The main hurdle of this type of drugs is the delivery to the relevant tissue or organ after administration and the fact that, on their own, they cannot be taken up efficiently by the cells to do their function.

In an article published recently in EMBO Molecular Medicine (1), a group of researchers working on different aspects of the development of this new class of drugs, summarise the major challenges in their delivery, revise the different options that have emerged in the last few years and the issues related to safety for their use in patients. The authors anticipate that this type of drugs will shortly be in use for one or very few patients (personalised medicine) or to treat common diseases, resulting in further accelerated development.

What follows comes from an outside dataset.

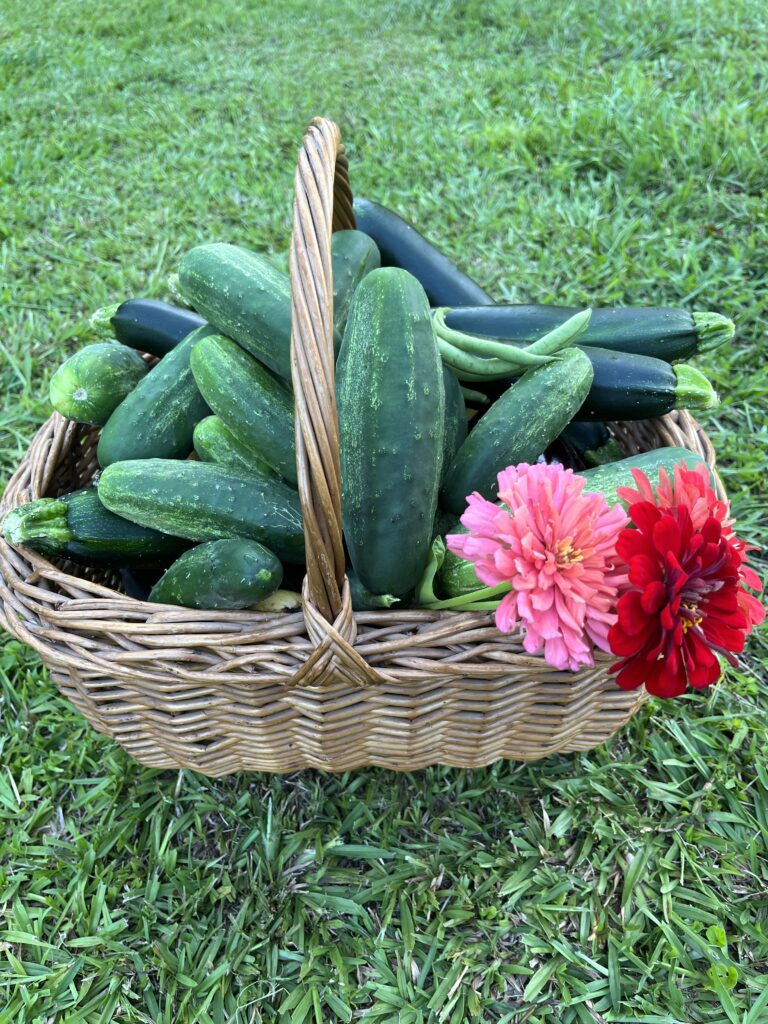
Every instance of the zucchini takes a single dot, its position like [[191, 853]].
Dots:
[[228, 573], [250, 401], [79, 527], [90, 385], [517, 427], [400, 245], [627, 386], [157, 420], [391, 407], [213, 442], [147, 325], [662, 333], [456, 417], [203, 502], [353, 255]]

The co-authors of the article, 22 in total from 14 different countries, form part of a EU COST (Cooperation of Science and Technology) funded network (www.antisenserna.eu), thanks to which they are working together and exchanging their expertise with the final goal to bring beneficial treatments to patients.

1. Hammond SM, Aartsma‐Rus A, Alves S, Borgos SE, Buijsen RAM, Collin RWJ, et al. Delivery of oligonucleotide‐based therapeutics: challenges and opportunities. EMBO Molecular Medicine. 2021.